Bigger Pockets: Recession Predictions: Why They’re Often Wrong, and Why the Narrative Continues to Switch
The past four years have seen the economy make its steepest correction since the Great Depression. That’s thanks to Covid-related lockdowns. And we’ve seen the fastest growth in decades, as economies opened up.
It’s understandable that investors are jittery. We’re still working through the inflation from the pandemic-era spending designed to smooth out the economy. And that’s made it easy to predict a recession when the data shows we’re not in one yet.
In early 2023, a majority of economists expected a recession within the next 12 months. That prediction has been proven wrong. And we’ve seen that the economy can absorb significantly higher interest rates.
Where does the economy stand now? Things still look strong. One sign is the labor market.

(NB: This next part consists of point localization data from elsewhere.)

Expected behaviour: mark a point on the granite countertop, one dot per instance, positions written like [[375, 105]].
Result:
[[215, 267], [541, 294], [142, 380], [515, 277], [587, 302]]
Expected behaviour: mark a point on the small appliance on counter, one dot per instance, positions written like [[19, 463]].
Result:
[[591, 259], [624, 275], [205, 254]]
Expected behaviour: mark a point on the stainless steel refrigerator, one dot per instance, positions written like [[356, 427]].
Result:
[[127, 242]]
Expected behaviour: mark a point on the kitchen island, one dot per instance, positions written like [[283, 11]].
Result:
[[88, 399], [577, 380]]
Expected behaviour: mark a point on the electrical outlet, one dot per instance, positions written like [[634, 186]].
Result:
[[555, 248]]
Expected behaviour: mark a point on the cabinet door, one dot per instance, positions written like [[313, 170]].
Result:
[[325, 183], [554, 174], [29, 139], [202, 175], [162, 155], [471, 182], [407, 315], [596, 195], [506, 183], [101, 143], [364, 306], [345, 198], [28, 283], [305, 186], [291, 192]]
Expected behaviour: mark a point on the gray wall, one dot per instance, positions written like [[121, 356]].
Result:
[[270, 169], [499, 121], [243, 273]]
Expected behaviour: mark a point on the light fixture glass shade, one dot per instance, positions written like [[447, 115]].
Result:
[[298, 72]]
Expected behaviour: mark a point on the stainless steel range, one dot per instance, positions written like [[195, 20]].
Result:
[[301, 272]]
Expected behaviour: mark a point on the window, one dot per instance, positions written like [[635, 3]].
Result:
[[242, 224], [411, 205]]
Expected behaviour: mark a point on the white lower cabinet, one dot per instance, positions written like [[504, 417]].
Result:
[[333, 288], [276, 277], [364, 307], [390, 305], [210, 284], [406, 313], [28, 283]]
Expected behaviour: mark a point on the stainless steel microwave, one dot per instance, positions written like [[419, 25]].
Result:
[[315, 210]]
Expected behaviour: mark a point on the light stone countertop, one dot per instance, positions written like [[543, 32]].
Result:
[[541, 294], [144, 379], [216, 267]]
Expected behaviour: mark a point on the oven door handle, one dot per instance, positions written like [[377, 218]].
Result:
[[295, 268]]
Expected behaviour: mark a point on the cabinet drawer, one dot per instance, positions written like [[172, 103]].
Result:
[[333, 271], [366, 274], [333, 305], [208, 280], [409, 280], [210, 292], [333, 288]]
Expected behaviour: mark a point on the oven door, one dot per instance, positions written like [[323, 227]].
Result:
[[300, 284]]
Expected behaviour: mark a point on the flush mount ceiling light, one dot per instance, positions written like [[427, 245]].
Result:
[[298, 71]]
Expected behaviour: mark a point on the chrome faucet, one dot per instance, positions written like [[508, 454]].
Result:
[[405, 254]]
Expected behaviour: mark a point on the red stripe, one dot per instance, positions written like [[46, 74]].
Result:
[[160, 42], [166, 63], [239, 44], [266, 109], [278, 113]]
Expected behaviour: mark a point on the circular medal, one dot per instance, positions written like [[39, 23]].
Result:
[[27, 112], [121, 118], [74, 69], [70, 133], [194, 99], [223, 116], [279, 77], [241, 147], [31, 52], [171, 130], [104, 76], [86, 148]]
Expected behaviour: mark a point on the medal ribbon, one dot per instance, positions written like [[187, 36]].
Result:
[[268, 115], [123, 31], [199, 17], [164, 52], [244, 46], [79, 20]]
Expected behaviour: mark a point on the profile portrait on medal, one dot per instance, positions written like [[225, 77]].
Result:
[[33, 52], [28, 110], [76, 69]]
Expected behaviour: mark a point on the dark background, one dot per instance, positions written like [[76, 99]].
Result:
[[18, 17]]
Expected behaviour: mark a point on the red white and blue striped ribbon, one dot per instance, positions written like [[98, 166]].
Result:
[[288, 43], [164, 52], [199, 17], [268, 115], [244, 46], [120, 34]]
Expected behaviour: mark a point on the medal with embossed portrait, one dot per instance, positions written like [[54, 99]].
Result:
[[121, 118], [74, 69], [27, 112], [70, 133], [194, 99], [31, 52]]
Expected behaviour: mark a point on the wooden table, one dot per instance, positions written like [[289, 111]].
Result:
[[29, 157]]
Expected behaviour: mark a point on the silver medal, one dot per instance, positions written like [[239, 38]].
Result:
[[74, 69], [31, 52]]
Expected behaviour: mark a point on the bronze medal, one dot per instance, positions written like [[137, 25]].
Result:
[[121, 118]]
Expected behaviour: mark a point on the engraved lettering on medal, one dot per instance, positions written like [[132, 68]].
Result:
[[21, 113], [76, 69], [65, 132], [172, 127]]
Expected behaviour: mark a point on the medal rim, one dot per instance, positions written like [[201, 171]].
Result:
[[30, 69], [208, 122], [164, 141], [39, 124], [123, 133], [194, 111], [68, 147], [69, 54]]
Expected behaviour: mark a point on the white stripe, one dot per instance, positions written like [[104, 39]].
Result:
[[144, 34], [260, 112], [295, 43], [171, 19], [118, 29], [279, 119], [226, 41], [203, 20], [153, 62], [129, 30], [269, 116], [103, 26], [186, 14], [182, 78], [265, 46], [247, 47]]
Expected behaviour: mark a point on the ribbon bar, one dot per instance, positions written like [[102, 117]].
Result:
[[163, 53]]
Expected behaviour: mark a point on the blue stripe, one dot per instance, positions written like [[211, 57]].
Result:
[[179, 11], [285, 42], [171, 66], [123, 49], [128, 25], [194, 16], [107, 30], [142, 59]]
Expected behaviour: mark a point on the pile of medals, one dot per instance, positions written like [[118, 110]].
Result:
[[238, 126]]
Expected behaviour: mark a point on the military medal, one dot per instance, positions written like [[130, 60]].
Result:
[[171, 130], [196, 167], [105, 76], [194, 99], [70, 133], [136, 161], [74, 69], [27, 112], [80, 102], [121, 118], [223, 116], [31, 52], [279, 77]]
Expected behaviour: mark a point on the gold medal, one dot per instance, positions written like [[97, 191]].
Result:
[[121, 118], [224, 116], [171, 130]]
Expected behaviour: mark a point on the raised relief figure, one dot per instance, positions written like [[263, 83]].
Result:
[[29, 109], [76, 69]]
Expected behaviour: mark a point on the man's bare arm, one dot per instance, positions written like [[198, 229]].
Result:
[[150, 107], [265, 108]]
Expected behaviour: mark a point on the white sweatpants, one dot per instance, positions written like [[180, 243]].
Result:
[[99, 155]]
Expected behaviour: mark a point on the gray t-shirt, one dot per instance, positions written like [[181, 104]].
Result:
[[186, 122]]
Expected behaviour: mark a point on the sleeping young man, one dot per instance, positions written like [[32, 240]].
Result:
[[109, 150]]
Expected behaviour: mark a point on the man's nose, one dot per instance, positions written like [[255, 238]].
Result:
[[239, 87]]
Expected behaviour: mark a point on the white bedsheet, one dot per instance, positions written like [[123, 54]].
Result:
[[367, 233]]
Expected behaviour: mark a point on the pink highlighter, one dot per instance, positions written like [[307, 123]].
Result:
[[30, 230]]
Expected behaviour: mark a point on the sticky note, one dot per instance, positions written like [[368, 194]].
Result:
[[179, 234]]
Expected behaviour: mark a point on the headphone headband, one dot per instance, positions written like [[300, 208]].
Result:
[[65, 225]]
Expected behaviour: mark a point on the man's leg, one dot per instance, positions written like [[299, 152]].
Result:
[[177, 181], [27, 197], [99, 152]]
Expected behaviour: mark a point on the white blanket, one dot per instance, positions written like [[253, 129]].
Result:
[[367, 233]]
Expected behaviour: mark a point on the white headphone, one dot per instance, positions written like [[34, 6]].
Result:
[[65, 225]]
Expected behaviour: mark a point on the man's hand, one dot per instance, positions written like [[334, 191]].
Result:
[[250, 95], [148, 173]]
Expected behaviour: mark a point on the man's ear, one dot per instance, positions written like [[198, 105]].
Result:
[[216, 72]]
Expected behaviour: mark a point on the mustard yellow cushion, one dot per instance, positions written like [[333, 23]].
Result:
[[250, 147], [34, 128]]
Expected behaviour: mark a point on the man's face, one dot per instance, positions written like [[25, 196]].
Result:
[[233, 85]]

Despite some headlines about big layoffs at large tech companies, things look good. The overall unemployment rate is 3.9%, up just 0.3% compared to a year ago.
Many smaller companies are hiring, and even big tech companies are hiring employees for AI projects.
With the labor market faring reasonably well, the economy is faring well.
Plus, while inflation hasn’t been fully tamed, it’s close to 3% rather than the Fed’s target of 2%. That’s down significantly from a peak near 10%.
While rate cuts are being delayed, the Fed has ended talk of raising interest rates further.
That points to the market continuing to trend higher in the months ahead, despite any pullbacks along the way.